Never mind that the contract term will eventually end and a renewal will become necessary. The Lifestyle Selling sales team is ahead of the paperwork and has never ceased mutually collaborating with the customer at multiple levels. Never. For Lifestyle Selling teams, problem solving is far less painful and contract renewals are usually no-brainers. The Lifestyle Selling team not only generates revenue, but they protect it, as well.
Theory vs. Practice
I’d be surprised if any of these concepts are new to you, the reader. In theory it’s easy to buy into them, but in practice I know they’re hard because few sales teams actually operate this way. Even so-called strategic ones compromise and succumb to transactionalizing, too often yielding to burnout, low margins and turnover. Indeed, selling well requires tenacity, market and competitor awareness, and a slew of other traits comprising professionalism.
But the Lifestyle Selling team ultimately wins because it delivers beyond the norm and at a level deeply required by the customer. That’s not only hard, it’s scary since customers don’t care about your sales cycle and the end result (signature) is not always in hand nearing the last day of the month.

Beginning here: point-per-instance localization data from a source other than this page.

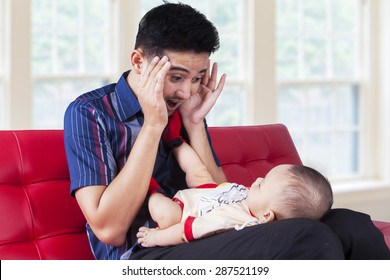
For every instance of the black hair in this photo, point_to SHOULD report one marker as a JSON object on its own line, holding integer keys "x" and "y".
{"x": 308, "y": 195}
{"x": 176, "y": 27}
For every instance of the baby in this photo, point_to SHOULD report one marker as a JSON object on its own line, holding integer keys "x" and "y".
{"x": 287, "y": 191}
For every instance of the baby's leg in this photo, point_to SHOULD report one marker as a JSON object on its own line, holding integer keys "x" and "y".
{"x": 196, "y": 172}
{"x": 164, "y": 211}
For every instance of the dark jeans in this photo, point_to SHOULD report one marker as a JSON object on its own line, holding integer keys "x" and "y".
{"x": 342, "y": 234}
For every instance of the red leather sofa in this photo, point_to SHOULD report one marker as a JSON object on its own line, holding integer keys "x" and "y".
{"x": 40, "y": 220}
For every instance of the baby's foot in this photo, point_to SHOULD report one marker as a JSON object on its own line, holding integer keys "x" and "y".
{"x": 146, "y": 236}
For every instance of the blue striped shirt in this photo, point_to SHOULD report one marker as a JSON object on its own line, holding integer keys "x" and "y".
{"x": 100, "y": 128}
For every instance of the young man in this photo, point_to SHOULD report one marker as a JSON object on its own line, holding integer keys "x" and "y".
{"x": 112, "y": 141}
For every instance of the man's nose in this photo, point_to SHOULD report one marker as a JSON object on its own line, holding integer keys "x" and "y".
{"x": 185, "y": 91}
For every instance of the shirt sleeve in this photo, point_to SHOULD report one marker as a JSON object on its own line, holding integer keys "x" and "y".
{"x": 88, "y": 151}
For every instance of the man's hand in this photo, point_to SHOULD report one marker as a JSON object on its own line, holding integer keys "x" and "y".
{"x": 194, "y": 110}
{"x": 150, "y": 91}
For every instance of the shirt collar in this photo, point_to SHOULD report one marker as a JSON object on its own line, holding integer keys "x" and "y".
{"x": 128, "y": 104}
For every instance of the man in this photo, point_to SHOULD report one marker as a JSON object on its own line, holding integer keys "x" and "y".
{"x": 115, "y": 155}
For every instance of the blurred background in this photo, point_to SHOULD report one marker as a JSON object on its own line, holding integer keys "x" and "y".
{"x": 320, "y": 67}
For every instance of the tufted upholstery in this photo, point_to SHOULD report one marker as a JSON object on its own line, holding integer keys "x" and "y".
{"x": 40, "y": 220}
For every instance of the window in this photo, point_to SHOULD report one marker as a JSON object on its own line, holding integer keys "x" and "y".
{"x": 71, "y": 54}
{"x": 2, "y": 63}
{"x": 228, "y": 18}
{"x": 320, "y": 81}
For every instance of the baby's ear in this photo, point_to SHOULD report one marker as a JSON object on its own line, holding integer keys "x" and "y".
{"x": 267, "y": 216}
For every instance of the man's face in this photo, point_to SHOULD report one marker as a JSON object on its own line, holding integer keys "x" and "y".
{"x": 184, "y": 77}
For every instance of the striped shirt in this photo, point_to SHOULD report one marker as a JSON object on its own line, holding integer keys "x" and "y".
{"x": 100, "y": 128}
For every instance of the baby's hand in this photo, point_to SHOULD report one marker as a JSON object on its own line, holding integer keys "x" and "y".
{"x": 146, "y": 236}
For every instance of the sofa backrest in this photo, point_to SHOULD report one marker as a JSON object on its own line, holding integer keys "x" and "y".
{"x": 40, "y": 220}
{"x": 38, "y": 217}
{"x": 249, "y": 152}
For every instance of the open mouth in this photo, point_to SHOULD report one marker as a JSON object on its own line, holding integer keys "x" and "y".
{"x": 172, "y": 105}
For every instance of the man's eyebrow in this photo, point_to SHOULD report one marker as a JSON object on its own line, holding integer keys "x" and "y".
{"x": 178, "y": 68}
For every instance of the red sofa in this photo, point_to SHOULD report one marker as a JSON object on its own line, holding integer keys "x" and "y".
{"x": 40, "y": 220}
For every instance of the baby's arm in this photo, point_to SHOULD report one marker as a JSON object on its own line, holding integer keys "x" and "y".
{"x": 151, "y": 237}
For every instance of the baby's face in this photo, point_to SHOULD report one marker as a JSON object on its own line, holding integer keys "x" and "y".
{"x": 264, "y": 191}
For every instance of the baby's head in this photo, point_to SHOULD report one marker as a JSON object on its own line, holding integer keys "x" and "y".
{"x": 290, "y": 191}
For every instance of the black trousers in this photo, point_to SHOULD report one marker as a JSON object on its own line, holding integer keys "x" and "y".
{"x": 342, "y": 234}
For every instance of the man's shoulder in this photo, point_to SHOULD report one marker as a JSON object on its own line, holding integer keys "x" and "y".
{"x": 97, "y": 94}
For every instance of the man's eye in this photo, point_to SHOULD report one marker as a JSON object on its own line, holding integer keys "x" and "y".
{"x": 196, "y": 80}
{"x": 175, "y": 78}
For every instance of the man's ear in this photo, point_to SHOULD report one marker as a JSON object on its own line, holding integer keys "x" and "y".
{"x": 137, "y": 58}
{"x": 267, "y": 216}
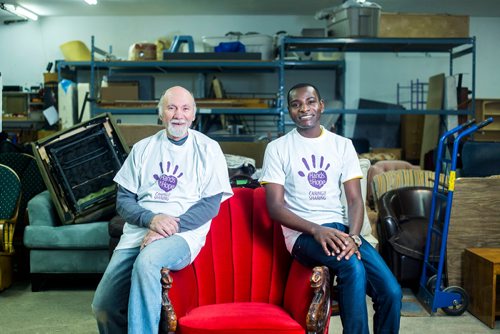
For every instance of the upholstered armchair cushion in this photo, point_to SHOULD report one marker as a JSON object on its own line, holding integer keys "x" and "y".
{"x": 403, "y": 222}
{"x": 244, "y": 280}
{"x": 62, "y": 249}
{"x": 45, "y": 232}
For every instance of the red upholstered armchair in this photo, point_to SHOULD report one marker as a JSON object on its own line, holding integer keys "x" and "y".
{"x": 244, "y": 280}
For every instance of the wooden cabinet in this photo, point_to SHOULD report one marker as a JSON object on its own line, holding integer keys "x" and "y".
{"x": 488, "y": 108}
{"x": 481, "y": 269}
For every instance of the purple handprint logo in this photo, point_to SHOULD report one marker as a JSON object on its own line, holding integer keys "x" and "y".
{"x": 317, "y": 179}
{"x": 167, "y": 182}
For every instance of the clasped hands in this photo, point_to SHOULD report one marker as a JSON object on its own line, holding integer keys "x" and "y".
{"x": 161, "y": 226}
{"x": 336, "y": 243}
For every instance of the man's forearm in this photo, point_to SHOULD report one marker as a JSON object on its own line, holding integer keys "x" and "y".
{"x": 200, "y": 213}
{"x": 130, "y": 210}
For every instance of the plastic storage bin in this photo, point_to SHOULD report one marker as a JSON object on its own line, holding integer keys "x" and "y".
{"x": 260, "y": 43}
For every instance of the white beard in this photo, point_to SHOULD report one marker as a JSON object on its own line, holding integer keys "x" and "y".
{"x": 177, "y": 130}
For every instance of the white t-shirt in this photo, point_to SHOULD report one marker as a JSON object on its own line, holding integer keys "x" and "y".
{"x": 311, "y": 171}
{"x": 169, "y": 179}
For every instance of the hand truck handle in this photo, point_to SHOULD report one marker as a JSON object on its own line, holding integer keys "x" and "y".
{"x": 468, "y": 123}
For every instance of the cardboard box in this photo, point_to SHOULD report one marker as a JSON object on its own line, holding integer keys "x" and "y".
{"x": 78, "y": 166}
{"x": 423, "y": 25}
{"x": 132, "y": 133}
{"x": 120, "y": 91}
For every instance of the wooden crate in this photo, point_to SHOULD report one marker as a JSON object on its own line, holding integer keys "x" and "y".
{"x": 423, "y": 25}
{"x": 488, "y": 108}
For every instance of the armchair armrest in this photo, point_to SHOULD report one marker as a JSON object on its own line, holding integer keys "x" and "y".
{"x": 41, "y": 210}
{"x": 184, "y": 297}
{"x": 307, "y": 297}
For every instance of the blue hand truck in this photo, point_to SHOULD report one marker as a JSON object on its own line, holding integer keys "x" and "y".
{"x": 432, "y": 293}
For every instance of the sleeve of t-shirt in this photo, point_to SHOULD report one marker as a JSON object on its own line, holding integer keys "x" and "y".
{"x": 128, "y": 175}
{"x": 350, "y": 168}
{"x": 216, "y": 177}
{"x": 272, "y": 168}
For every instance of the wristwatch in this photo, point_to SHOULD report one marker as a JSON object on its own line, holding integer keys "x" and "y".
{"x": 356, "y": 239}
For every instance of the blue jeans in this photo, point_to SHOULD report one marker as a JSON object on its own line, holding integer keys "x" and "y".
{"x": 355, "y": 280}
{"x": 129, "y": 294}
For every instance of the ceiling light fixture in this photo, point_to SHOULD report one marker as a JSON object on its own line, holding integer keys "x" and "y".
{"x": 19, "y": 11}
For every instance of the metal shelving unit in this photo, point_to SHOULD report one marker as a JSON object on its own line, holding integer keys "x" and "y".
{"x": 455, "y": 47}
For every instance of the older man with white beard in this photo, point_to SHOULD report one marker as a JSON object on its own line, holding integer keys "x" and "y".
{"x": 169, "y": 189}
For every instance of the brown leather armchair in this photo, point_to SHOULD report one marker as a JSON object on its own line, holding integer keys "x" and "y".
{"x": 402, "y": 230}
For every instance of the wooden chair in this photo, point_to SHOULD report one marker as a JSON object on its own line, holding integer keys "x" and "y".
{"x": 244, "y": 280}
{"x": 10, "y": 198}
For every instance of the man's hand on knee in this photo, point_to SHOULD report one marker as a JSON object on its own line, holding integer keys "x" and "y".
{"x": 164, "y": 225}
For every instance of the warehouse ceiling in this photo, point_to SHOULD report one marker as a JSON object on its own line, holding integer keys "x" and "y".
{"x": 481, "y": 8}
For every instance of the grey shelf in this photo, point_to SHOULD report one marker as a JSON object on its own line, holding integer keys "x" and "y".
{"x": 454, "y": 47}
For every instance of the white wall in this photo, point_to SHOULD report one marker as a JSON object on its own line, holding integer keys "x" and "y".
{"x": 28, "y": 47}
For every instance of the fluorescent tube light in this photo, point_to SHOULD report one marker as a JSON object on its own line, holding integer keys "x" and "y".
{"x": 20, "y": 11}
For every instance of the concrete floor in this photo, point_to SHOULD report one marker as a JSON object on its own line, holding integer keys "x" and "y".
{"x": 66, "y": 309}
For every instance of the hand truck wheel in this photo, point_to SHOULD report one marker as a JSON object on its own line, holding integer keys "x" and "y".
{"x": 431, "y": 284}
{"x": 458, "y": 307}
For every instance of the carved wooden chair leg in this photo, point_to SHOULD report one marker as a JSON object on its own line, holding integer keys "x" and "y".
{"x": 318, "y": 315}
{"x": 168, "y": 319}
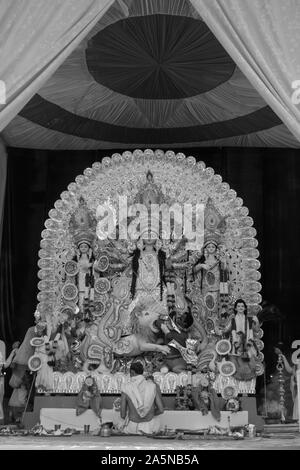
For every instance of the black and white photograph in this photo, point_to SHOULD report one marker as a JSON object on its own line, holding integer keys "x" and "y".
{"x": 149, "y": 228}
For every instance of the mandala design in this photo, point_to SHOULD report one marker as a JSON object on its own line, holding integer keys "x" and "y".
{"x": 71, "y": 268}
{"x": 34, "y": 363}
{"x": 103, "y": 263}
{"x": 223, "y": 347}
{"x": 99, "y": 308}
{"x": 69, "y": 291}
{"x": 259, "y": 368}
{"x": 227, "y": 368}
{"x": 102, "y": 285}
{"x": 229, "y": 391}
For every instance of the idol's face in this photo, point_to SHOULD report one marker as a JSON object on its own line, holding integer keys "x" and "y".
{"x": 240, "y": 307}
{"x": 84, "y": 247}
{"x": 211, "y": 248}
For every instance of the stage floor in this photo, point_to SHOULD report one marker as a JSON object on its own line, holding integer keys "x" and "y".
{"x": 82, "y": 442}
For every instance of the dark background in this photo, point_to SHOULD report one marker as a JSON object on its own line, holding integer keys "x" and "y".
{"x": 268, "y": 180}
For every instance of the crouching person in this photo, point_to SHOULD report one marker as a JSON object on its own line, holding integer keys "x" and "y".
{"x": 141, "y": 403}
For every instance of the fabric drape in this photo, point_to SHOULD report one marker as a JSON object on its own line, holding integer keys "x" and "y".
{"x": 263, "y": 39}
{"x": 3, "y": 164}
{"x": 36, "y": 37}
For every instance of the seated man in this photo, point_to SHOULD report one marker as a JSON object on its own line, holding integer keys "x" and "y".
{"x": 141, "y": 403}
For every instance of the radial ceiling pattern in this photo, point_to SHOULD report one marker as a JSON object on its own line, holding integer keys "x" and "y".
{"x": 150, "y": 73}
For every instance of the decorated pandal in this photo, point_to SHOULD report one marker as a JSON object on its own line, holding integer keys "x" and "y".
{"x": 106, "y": 302}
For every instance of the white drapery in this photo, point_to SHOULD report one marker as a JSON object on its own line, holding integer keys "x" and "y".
{"x": 3, "y": 163}
{"x": 263, "y": 39}
{"x": 35, "y": 38}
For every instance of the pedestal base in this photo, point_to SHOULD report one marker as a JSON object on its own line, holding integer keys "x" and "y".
{"x": 191, "y": 420}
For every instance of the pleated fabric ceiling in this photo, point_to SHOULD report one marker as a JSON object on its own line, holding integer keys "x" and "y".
{"x": 151, "y": 74}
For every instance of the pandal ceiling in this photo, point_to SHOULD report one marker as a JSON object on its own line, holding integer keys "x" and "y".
{"x": 150, "y": 73}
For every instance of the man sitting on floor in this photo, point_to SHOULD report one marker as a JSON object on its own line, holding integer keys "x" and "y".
{"x": 141, "y": 403}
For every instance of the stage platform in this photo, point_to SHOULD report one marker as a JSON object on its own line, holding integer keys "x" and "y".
{"x": 61, "y": 409}
{"x": 192, "y": 420}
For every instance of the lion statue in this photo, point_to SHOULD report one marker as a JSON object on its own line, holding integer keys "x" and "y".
{"x": 143, "y": 320}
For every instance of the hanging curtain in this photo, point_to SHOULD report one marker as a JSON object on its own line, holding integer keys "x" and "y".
{"x": 3, "y": 162}
{"x": 36, "y": 37}
{"x": 263, "y": 39}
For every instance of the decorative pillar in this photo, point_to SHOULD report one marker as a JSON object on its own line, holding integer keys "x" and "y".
{"x": 298, "y": 391}
{"x": 3, "y": 170}
{"x": 280, "y": 367}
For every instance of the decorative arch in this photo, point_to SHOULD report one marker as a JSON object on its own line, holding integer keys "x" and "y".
{"x": 180, "y": 179}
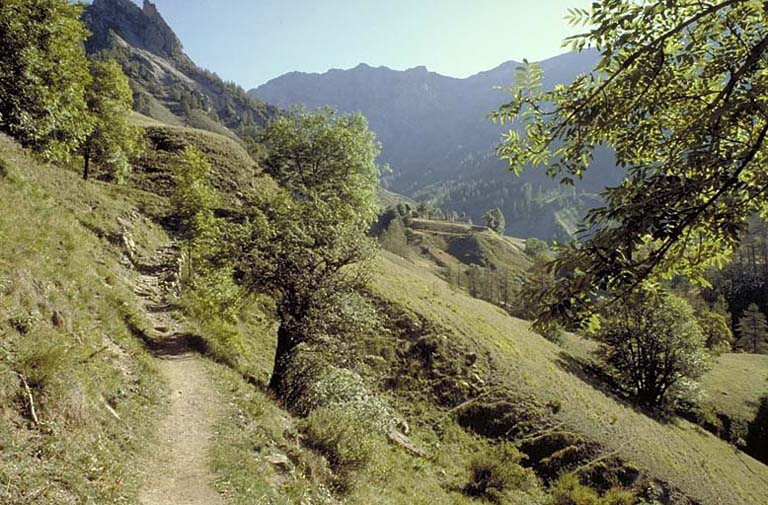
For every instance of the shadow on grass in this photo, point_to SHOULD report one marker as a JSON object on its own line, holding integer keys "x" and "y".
{"x": 595, "y": 376}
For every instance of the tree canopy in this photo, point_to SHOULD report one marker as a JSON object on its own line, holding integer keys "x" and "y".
{"x": 114, "y": 142}
{"x": 680, "y": 95}
{"x": 653, "y": 345}
{"x": 753, "y": 330}
{"x": 43, "y": 76}
{"x": 299, "y": 243}
{"x": 494, "y": 219}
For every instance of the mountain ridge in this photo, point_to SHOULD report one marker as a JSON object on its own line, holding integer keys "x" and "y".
{"x": 167, "y": 85}
{"x": 440, "y": 143}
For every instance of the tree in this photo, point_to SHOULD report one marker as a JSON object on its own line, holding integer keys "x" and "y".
{"x": 494, "y": 219}
{"x": 194, "y": 200}
{"x": 300, "y": 244}
{"x": 652, "y": 344}
{"x": 114, "y": 142}
{"x": 679, "y": 95}
{"x": 753, "y": 331}
{"x": 717, "y": 333}
{"x": 535, "y": 247}
{"x": 43, "y": 76}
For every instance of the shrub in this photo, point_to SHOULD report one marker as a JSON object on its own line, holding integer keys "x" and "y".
{"x": 497, "y": 472}
{"x": 569, "y": 491}
{"x": 343, "y": 436}
{"x": 653, "y": 346}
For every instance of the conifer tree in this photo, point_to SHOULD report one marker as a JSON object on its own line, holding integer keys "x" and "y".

Beyond common know-how, Lifestyle Selling takes commitment, maturity and selflessness. It’s the difference between chasing what’s important vs. what’s urgent. In this fast-paced, what-have-you-done-for-me-lately hosting world, few sales professionals have the patience, courage and humility to actually serve to the level of customers’ needs. The objective math does not add up, but the principle is nevertheless true: Chasing and delivering on the important often solves for the urgent. Giving of oneself, as an individual and within a sales team, is what hosting customers need. It’s also what’s necessary to be a revenue leader.
No one reading (or writing) this is naive enough to think that businesses aren’t in the business of generating lots of money – even NPO’s. But the way to get there is not through undisciplined funnels, contracts and product. Rather, it’s through meaningful, long-term relationships consistently and tirelessly executed with delivery that pays off time and time again. That is value. And that is sales. Or more pointedly, it’s at least how hosting sales should be. Just ask a customer.